We have very few interesting artifacts in the deck, but we do have Spare Supplies, which is a great source of extra card draw; while we don’t have a shortage of that, the more the merrier! The rest of our artifact package consists of just mana rocks, but these are great, especially in an opening hand, as the quicker we cast our commander, the more advantage we can get.
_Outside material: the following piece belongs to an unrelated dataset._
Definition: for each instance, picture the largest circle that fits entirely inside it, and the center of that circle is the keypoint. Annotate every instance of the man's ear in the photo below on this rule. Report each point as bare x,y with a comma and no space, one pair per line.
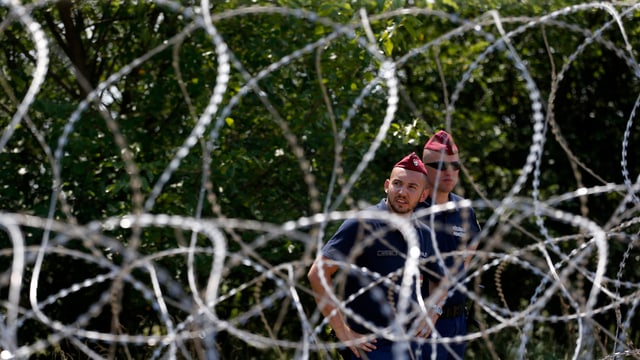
425,194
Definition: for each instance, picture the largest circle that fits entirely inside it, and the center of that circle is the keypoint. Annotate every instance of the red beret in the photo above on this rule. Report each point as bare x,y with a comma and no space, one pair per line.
442,141
412,162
Since we are a mono-red deck, I absolutely had to include Claws of Valakut, which only gets better and better as the game goes on and allows us to deal a lot of damage, and the first strike is great, especially against other combat-focused decks. Since we have a lot of creatures in the deck and a lot of re-ETB, we had to include Impact Tremors, which is a cheap and awesome source of non-combat damage that allows us to whittle down our opponents even when going to combat is not the correct move. Since we bounce the best creatures quite a bit, we have included awesome auras that provide buffs and mana-sinks and more importantly can be bounced back to our hands when we want, whether we bounce them for an Oni trigger or to protect the aura from removal Crown of Flames and Ghitu Firebreathing.

Land Base:

Even though we are a mono-red deck, we are not running below the average for lands; we have quite a few expensive cards in the deck, and in testing, I tried thirty-two and thirty-three versions and found them to be quite inconsistent. Even though it is almost all mountains, I like this version of the landbase and find it to be quite strong and most importantly consistent.

Strengths of the Deck:

  • We have quite a bit of supplemental card draw, allowing us to refill our hand and keep on casting continuously.
  • We are quite aggressive and can hit decently hard in the early-game.
  • We transition very nicely to the late-game as our on-curve creatures get a lot bigger.

Weaknesses of the Deck:

  • Weak against Control strategies.
  • We are weak against decks that don’t engage in combat and focus on non-combat damage.
  • Our commander is a huge part of our deck and is sadly a big removal magnet, and since they have a base cost of six, they can be quite difficult to cast.

Deck Stats:

Sample Hands:


Oni of Wild Places is a wacky and spicy deck that is very fun to pilot. This isn’t the new best deck in Pauper EDH, but I have been having so much fun against this, and it has been a great addition to our testing group. If you love wacky decks with weird commanders, this is definitely the one for you. I hope I can inspire you all to build an Oni deck because it is a ton of fun; this deck is also quite well suited for new players as it combines some more advanced concepts with the general simplicity of mono-red. Thanks for reading to the end and for all of your support!